The three-letter acronym, ESG (environmental, social, governance), seems to have infiltrated itself into the business agenda of many organizations today. This may partially be due to the growing push by regulators to make ESG reporting a requirement for public companies. ESG reporting is already mandatory for organizations in the UK and EU. The US is following closely behind with net zero targets announced by 2050 and the SEC has proposed climate disclosure reporting for listed companies by 2024. In fact, many organizations are currently anxiously awaiting the SEC to share their new disclosure rules which will require organizations to report on how their operations affect the climate and contribute to carbon emissions. Of course with new legislation, ESG has become a controversial topic with critics questioning the relevance of ESG in a capitalist economy while supporters view ESG as a way to combine financial returns with social good. Needless to say, whether an ally or a foe, ESG has evolved into a dominant topic for business leaders today.
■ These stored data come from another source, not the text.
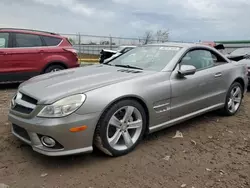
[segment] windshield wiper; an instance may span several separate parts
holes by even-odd
[[[125,67],[125,68],[131,68],[131,69],[139,69],[139,70],[143,70],[140,67],[135,67],[135,66],[131,66],[131,65],[115,65],[116,67]]]

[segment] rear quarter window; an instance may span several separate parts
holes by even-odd
[[[42,36],[46,46],[57,46],[62,39],[56,37]]]
[[[68,38],[66,38],[67,42],[72,46],[74,44],[73,40],[69,40]]]
[[[8,48],[9,33],[0,33],[0,48]]]

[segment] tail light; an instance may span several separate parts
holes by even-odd
[[[71,52],[71,53],[73,53],[74,55],[77,56],[77,50],[74,49],[74,48],[63,48],[63,50],[65,50],[67,52]]]
[[[66,51],[66,52],[72,53],[75,56],[77,63],[80,64],[80,60],[78,59],[78,54],[77,54],[76,49],[74,49],[74,48],[63,48],[63,50]]]

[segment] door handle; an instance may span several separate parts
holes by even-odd
[[[222,76],[221,72],[217,72],[217,73],[214,75],[215,78],[221,77],[221,76]]]
[[[4,54],[6,54],[6,53],[5,53],[5,52],[1,52],[1,51],[0,51],[0,55],[4,55]]]

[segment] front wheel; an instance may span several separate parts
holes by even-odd
[[[146,114],[142,105],[134,100],[119,101],[102,115],[94,144],[108,155],[125,155],[139,144],[145,128]]]
[[[228,90],[226,103],[222,112],[225,115],[232,116],[237,113],[243,98],[243,88],[240,83],[235,82]]]
[[[44,71],[44,73],[50,73],[50,72],[57,72],[60,70],[65,69],[63,66],[61,65],[51,65],[48,68],[46,68],[46,70]]]

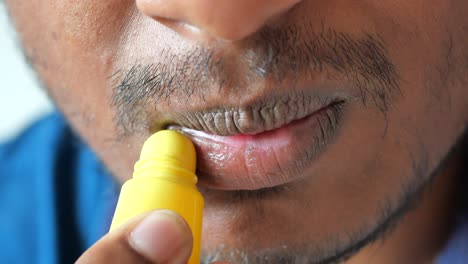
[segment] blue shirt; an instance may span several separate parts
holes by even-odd
[[[73,263],[108,231],[118,188],[59,114],[0,145],[0,263]]]
[[[109,228],[119,185],[54,113],[0,145],[0,263],[73,263]],[[468,217],[437,263],[468,263]]]

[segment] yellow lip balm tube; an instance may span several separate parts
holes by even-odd
[[[172,210],[188,223],[193,235],[189,263],[199,264],[204,200],[196,188],[195,168],[195,147],[187,137],[173,130],[152,135],[143,145],[133,178],[122,186],[110,230],[144,212]]]

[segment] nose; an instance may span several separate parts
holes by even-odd
[[[301,0],[136,0],[145,15],[179,31],[240,40]],[[181,27],[183,25],[183,27]]]

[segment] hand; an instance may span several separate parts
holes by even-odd
[[[185,221],[168,210],[129,220],[88,249],[76,263],[186,264],[192,233]]]

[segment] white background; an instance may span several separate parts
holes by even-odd
[[[0,2],[0,142],[14,137],[52,106],[26,64]]]

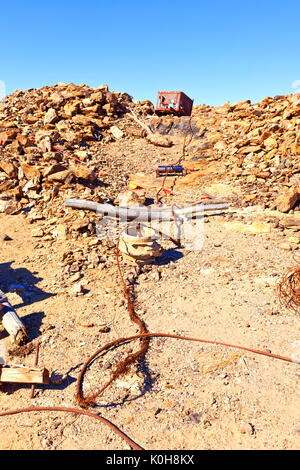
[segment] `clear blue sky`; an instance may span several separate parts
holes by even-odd
[[[299,0],[2,0],[0,15],[7,93],[107,83],[135,100],[181,90],[221,105],[300,80]]]

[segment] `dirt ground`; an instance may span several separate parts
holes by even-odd
[[[161,152],[137,140],[126,151],[117,144],[110,151],[121,174],[122,158],[128,160],[132,153],[150,170],[171,151],[176,159],[181,147]],[[132,164],[132,171],[137,166]],[[208,178],[201,191],[216,190],[219,198],[239,191],[237,185],[215,183]],[[178,187],[173,202],[176,197],[194,202],[199,191]],[[294,240],[291,250],[280,248],[298,234],[274,228],[275,216],[258,206],[231,206],[225,214],[204,217],[201,249],[176,248],[161,240],[165,253],[138,275],[122,261],[125,279],[135,279],[135,310],[148,330],[299,360],[299,316],[279,304],[276,285],[295,265],[300,245]],[[40,342],[39,366],[50,371],[52,381],[67,374],[60,385],[51,381],[36,386],[33,399],[29,385],[2,384],[0,409],[78,408],[76,383],[84,362],[104,344],[138,333],[129,319],[114,245],[104,253],[96,234],[67,243],[34,238],[25,214],[1,214],[0,220],[1,234],[11,238],[1,241],[1,289],[26,325],[29,346]],[[34,228],[42,224],[35,221]],[[81,262],[91,254],[105,257],[97,267],[86,263],[77,293],[74,273],[66,272],[70,253]],[[8,364],[33,366],[35,352],[29,346],[15,348],[2,328],[0,356]],[[84,393],[101,388],[114,364],[137,347],[137,341],[126,344],[93,361]],[[92,411],[146,450],[295,450],[300,447],[299,378],[295,363],[224,346],[153,338],[145,361],[99,396]],[[2,450],[130,449],[95,420],[46,411],[1,417],[0,442]]]
[[[170,249],[138,276],[137,313],[151,332],[297,354],[299,318],[280,307],[274,293],[294,264],[292,252],[278,249],[282,233],[248,235],[228,229],[221,219],[207,218],[200,252]],[[55,378],[68,373],[60,386],[37,386],[34,399],[30,386],[2,385],[1,409],[74,408],[83,362],[106,342],[137,332],[122,301],[113,256],[108,269],[85,275],[84,293],[75,297],[61,285],[63,243],[49,247],[33,241],[23,215],[1,217],[1,231],[12,238],[2,242],[1,283],[24,287],[8,297],[30,341],[41,342],[40,366]],[[1,343],[9,351],[5,336],[2,331]],[[108,378],[113,354],[121,357],[115,351],[93,363],[86,393]],[[13,362],[33,365],[34,352],[15,353]],[[298,449],[299,404],[296,364],[160,338],[151,340],[143,370],[133,367],[98,398],[94,411],[149,450]],[[1,418],[0,442],[3,450],[128,449],[100,423],[50,412]]]

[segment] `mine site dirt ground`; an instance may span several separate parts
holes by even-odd
[[[181,129],[171,135],[170,148],[156,147],[142,137],[109,138],[107,143],[93,142],[91,160],[87,157],[79,166],[97,166],[97,174],[103,179],[100,192],[103,189],[103,197],[109,196],[115,203],[134,178],[151,180],[158,165],[183,157],[187,120],[177,124],[183,132]],[[120,120],[120,126],[125,131],[128,120]],[[299,265],[299,226],[291,229],[277,223],[284,214],[272,208],[270,201],[275,197],[271,186],[264,193],[272,193],[270,201],[262,199],[260,204],[261,190],[267,183],[271,185],[271,177],[262,175],[262,171],[254,175],[255,164],[250,169],[238,168],[233,175],[232,162],[226,161],[225,143],[224,149],[219,148],[224,155],[218,159],[214,159],[215,147],[208,147],[207,158],[203,156],[199,149],[207,145],[206,133],[201,131],[186,143],[185,156],[189,162],[196,162],[197,172],[175,180],[167,178],[166,187],[171,185],[173,194],[165,197],[162,192],[162,202],[169,206],[193,204],[208,194],[212,201],[228,201],[229,209],[200,218],[202,223],[194,234],[203,243],[197,249],[185,240],[176,247],[171,240],[162,239],[164,254],[140,271],[121,258],[125,282],[133,285],[135,312],[151,333],[244,346],[292,357],[295,362],[234,347],[152,338],[143,361],[108,387],[90,411],[107,418],[146,450],[296,450],[300,447],[300,376],[296,363],[300,360],[300,322],[299,315],[280,304],[276,288],[287,269]],[[232,139],[235,141],[235,137]],[[219,136],[213,141],[219,144]],[[248,138],[240,143],[242,150],[247,142]],[[247,150],[250,154],[257,151],[253,146]],[[73,165],[72,151],[66,155],[65,164]],[[235,150],[231,157],[234,161]],[[33,165],[41,161],[40,156]],[[280,177],[285,181],[293,164],[282,165]],[[47,160],[41,168],[47,169]],[[16,178],[13,181],[18,182]],[[274,173],[272,178],[275,186]],[[243,185],[245,180],[248,186]],[[4,180],[8,183],[9,178]],[[94,223],[98,216],[66,210],[69,197],[97,200],[100,194],[94,193],[95,188],[86,181],[77,183],[65,184],[62,180],[50,184],[44,178],[42,197],[51,191],[55,195],[54,186],[58,184],[54,200],[35,199],[32,190],[30,203],[23,199],[19,213],[0,214],[0,288],[7,293],[29,336],[28,344],[17,347],[2,327],[0,358],[10,365],[33,367],[39,342],[38,365],[47,368],[51,377],[49,385],[35,387],[34,398],[30,397],[30,385],[2,384],[1,411],[78,409],[76,386],[85,361],[105,344],[139,333],[129,318],[118,272],[116,236],[103,243],[90,229],[80,232],[81,221],[91,218]],[[280,191],[276,189],[276,196]],[[153,204],[157,187],[146,185],[145,192]],[[247,204],[243,204],[245,197]],[[296,212],[292,212],[295,217]],[[65,233],[61,228],[72,228],[75,223],[78,233],[74,237],[73,232],[70,237],[60,237]],[[84,229],[87,225],[83,224]],[[54,235],[55,229],[58,235]],[[95,266],[93,256],[97,255],[101,259]],[[77,281],[80,289],[76,291]],[[96,357],[84,375],[84,395],[96,393],[116,364],[138,347],[139,341],[127,342]],[[130,449],[96,420],[57,411],[0,417],[0,448]]]
[[[228,186],[230,187],[230,186]],[[226,211],[228,212],[228,211]],[[176,248],[136,276],[136,313],[150,332],[174,333],[267,350],[299,359],[299,317],[278,301],[276,285],[295,265],[284,231],[249,234],[229,222],[267,220],[259,207],[206,216],[201,250]],[[37,222],[37,225],[39,222]],[[2,384],[1,410],[32,406],[76,408],[81,367],[98,348],[138,333],[129,319],[115,250],[105,269],[88,269],[74,295],[61,263],[64,241],[31,236],[24,214],[1,215],[1,285],[21,284],[9,301],[24,321],[30,344],[40,342],[39,365],[61,385]],[[68,241],[78,250],[90,239]],[[93,250],[101,255],[101,245]],[[121,262],[124,277],[132,267]],[[89,368],[83,389],[97,391],[126,344]],[[33,366],[34,350],[14,348],[4,330],[9,362]],[[299,366],[234,348],[153,338],[145,360],[97,399],[92,411],[112,421],[147,450],[299,449]],[[0,419],[2,450],[117,450],[130,447],[88,417],[34,412]]]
With the growing pressure to implement ESG programs from legislators, investors, and the business ecosystem (e.g media, consumers, stakeholders, customers) some business leaders are finding themselves having to prioritize their ESG efforts and make a business case for ESG. Unfortunately, while ESG may in theory sound promising, organizations taking a proactive stance to benefit society in the long-term by addressing climate change or issues like diversity or racial inequality, the insufficient amount of data to support ESG initiatives is a fundamental problem when formulating a business case. Coupled with the lack of data, there is also the issue of poor uniform reporting standards and metrics hindering evidence for return on investment (ROI). Currently, organizations and investors each define and measure ESG differently and as a result report ESG in different ways. Another complexity of ESG is that it is multi-dimensional and often interrelated with one another. This can become very confusing and difficult for businesses and investors to try and de-code to determine ESG’s ROI and overall benefits – - and costs. This often leads to ESG initiatives being seen exclusively as a cost or compliance obligation rather than a benefit or source of positive ROI for companies. Without global standardization and metrics, developing a business case for ESG is complex and, for some organizations, an insurmountable struggle.